New error model improves low-frequency variant calls in M. tuberculosis

Detecting minority variants within a single sample of M. tuberculosis is a technical challenge facing researchers who use short-read sequencing. These low-frequency variants can indicate the presence of more than one strain in a sample, but sequencing and analytical errors make it hard to separate real signals from noise. To address this, a team led by corresponding author Shandukani Mulaudzi carried out a benchmarking study focused on within-sample minority variant detection using short-read sequencing. The researchers compared tools and approaches for calling low-frequency variants, paying close attention to how read mapping, base and mapping quality metrics, and masking strategies affect results. Based strictly on their analysis, they developed a new low-frequency error model designed to filter the output of the best performing tool. They also tested their approach using strain mixtures to substantiate the ranking of tools and to ensure the benchmarks reflected realistic scenarios where multiple strains might be present. The work is presented as evidence to guide choices about tool selection, masking, and filtering when working with low-frequency variants in M. tuberculosis.

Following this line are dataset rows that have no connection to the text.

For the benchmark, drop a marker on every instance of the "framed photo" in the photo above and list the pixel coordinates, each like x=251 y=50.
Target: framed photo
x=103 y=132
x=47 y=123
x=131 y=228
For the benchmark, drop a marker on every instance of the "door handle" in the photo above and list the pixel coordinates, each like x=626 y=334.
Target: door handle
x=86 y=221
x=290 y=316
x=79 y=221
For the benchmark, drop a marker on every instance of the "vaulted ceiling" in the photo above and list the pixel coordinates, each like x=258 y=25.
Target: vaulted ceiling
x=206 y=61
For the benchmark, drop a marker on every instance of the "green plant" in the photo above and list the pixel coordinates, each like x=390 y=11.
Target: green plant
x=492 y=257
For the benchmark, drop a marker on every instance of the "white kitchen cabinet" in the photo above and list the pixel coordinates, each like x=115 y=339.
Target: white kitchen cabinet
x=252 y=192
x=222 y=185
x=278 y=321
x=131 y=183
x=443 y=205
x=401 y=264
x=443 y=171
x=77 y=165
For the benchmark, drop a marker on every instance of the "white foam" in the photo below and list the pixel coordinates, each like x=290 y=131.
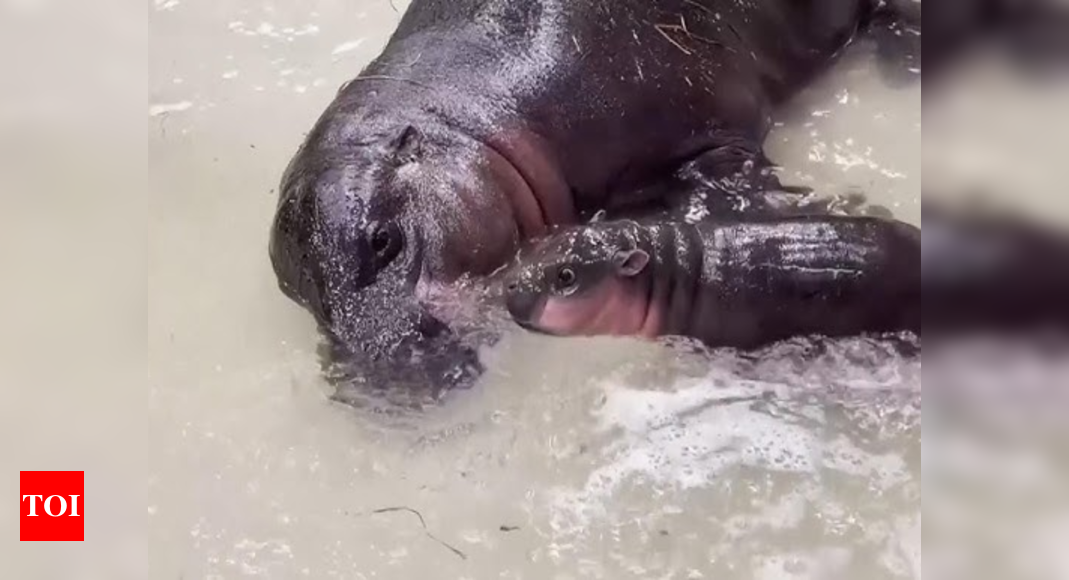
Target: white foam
x=347 y=47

The study evaluated candidate variant calling tools and found a top performer whose output could still contain false low-frequency variant calls. To improve specificity, Shandukani Mulaudzi and colleagues created a filtering strategy built as a low-frequency error model that leverages read mapping and quality metrics to flag probable errors. They paired this new model with FreeBayes and measured its effect on variant calls. When applied to FreeBayes output, the model excluded 49% of false variants while excluding less than 1% of true variants, demonstrating a substantial reduction in false positives with minimal loss of true signals. The authors also used strain mixtures to substantiate their ranking of tools, showing that their benchmarking reflected situations where multiple strains coexist in a sample. In addition to the model itself, their analysis highlights the importance of masking and filtering steps alongside careful tool choice when calling low-frequency variants from short-read sequencing data.

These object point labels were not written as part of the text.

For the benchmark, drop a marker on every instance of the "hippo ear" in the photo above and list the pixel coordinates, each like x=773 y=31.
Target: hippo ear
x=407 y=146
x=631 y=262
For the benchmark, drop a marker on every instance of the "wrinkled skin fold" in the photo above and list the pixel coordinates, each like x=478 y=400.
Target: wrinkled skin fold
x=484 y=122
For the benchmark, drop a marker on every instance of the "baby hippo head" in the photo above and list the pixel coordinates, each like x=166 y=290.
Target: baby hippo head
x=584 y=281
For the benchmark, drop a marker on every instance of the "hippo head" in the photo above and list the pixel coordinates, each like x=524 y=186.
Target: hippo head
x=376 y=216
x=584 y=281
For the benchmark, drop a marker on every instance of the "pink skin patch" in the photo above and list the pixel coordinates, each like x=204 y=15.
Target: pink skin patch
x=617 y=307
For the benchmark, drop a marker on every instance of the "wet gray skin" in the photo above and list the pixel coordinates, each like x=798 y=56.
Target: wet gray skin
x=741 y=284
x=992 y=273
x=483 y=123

The findings reported by Shandukani Mulaudzi and colleagues point to practical steps that groups working on M. tuberculosis sequencing can take to improve the reliability of low-frequency variant detection. By ranking tools and demonstrating that an error model combined with FreeBayes can remove a large portion of false positives while preserving nearly all true variants, the study provides concrete guidance on how masking, filtering, and tool selection interact. The new low-frequency error model is presented as a resource to exclude false positive low-frequency variant calls from FreeBayes output, and the use of strain mixtures in benchmarking lends credibility to the recommendations. Overall, the work frames a set of best practices for analysts who need to call minority variants from short-read sequencing in M. tuberculosis, emphasizing that improvements in post-calling filtering can meaningfully reduce erroneous calls without sacrificing true variant detection.